Ein wissenschaftlicher Ritt durch die Verhaltenspsychologie.
Teil 2: Bedingte Aktionen und Behaviorismus
Lesen Sie auch Teil 1:
Bedingte Aktionen und Behaviorismus
Bedinge Aktion - das heisst zugleich: Lernen am Erfolg oder Dressur durch Eigentätigkeit. Im wissenschaftlichen Englisch nennt man dies auch: instrumental conditioning, trial-and-error-learning oder conditioned reflex type II.

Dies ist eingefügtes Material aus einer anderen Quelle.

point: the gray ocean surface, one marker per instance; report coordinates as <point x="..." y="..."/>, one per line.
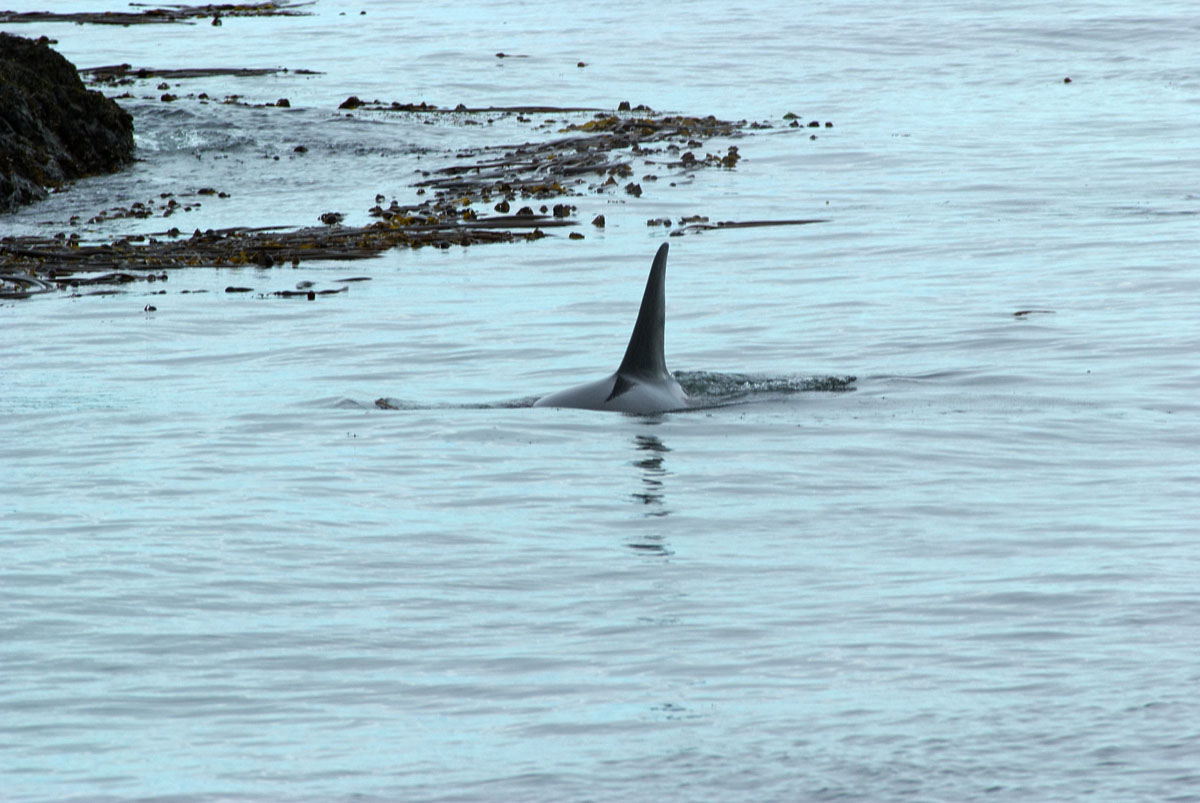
<point x="227" y="575"/>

Folgt auf ein Verhaltenselement - eine durchgeführte Bewegung - eine gute Erfahrung, dann setzt das Tier diese Bewegung fortan auch ein, um Bestimmtes zu erreichen. Etwa aus einem Käfig freizukommen oder Nahrung zu erhalten. Das Tier behält die erfolgbringenden Aktionen.

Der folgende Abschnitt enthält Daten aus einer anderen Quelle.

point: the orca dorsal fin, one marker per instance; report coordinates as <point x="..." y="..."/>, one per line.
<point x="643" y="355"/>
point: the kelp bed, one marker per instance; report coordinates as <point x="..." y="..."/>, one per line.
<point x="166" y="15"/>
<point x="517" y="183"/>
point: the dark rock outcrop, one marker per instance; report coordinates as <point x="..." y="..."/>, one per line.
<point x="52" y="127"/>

Die amerikanischen Behavioristen (extreme Forschungs-Richtung der Verhaltens-Psychologie) gehen im Unterschied zu Pawlow bei der Untersuchung der Lernprozesse von der spontanen Aktion des Tieres aus. Sie untersuchen das Lernen am Erfolg (Versuch- und Irrtum-Lernen).

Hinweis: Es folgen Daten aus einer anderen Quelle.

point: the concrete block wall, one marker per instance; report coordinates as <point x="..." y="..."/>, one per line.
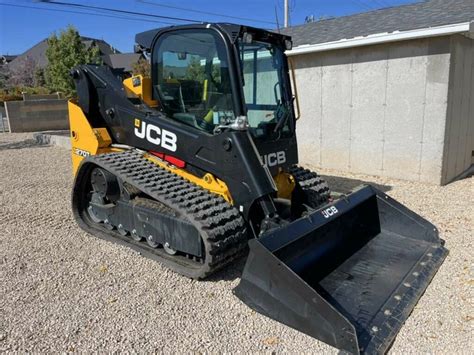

Einer der Begründer des Behaviorismus, J. B. Watson, verwarf grundsätzlich die Methode der Selbstbeobachtung, der Beschreibung von Bewusstseinsinhalten und der Übertragung der eigenen Erfahrung auf andere Lebewesen wegen der vielen Fehlerquellen. Er wollte die Psychologie auf die objektive Beobachtung des Verhaltens unter wechselnden Umweltbedingungen begrenzen.
Diese streng am Vorbild der exakten Naturwissenschaften (Mathematik, Physik) orientierte Psychologie sollte vermeiden, deren Bedeutung nur durch Selbstbeobachtung gegeben ist - zum Beispiel Empfindung, Denken, Wille. Gefordert wurde vielmehr Beschränkung auf die Grundkategorien Reiz und Reaktion und die Erforschung ihrer gegenseitigen funktionalen Abhängigkeiten.
Das Verhalten entsteht nach Meinung des Behaviorismus aus der Erfahrung, ist also erlernt. Daher war das zentrale Forschungsfeld der Behavioristen die Lernpsychologie. Am Tierexperiment suchte man die Gesetze des Verhaltens abzulesen, die dann auch für den Menschen gelten sollten.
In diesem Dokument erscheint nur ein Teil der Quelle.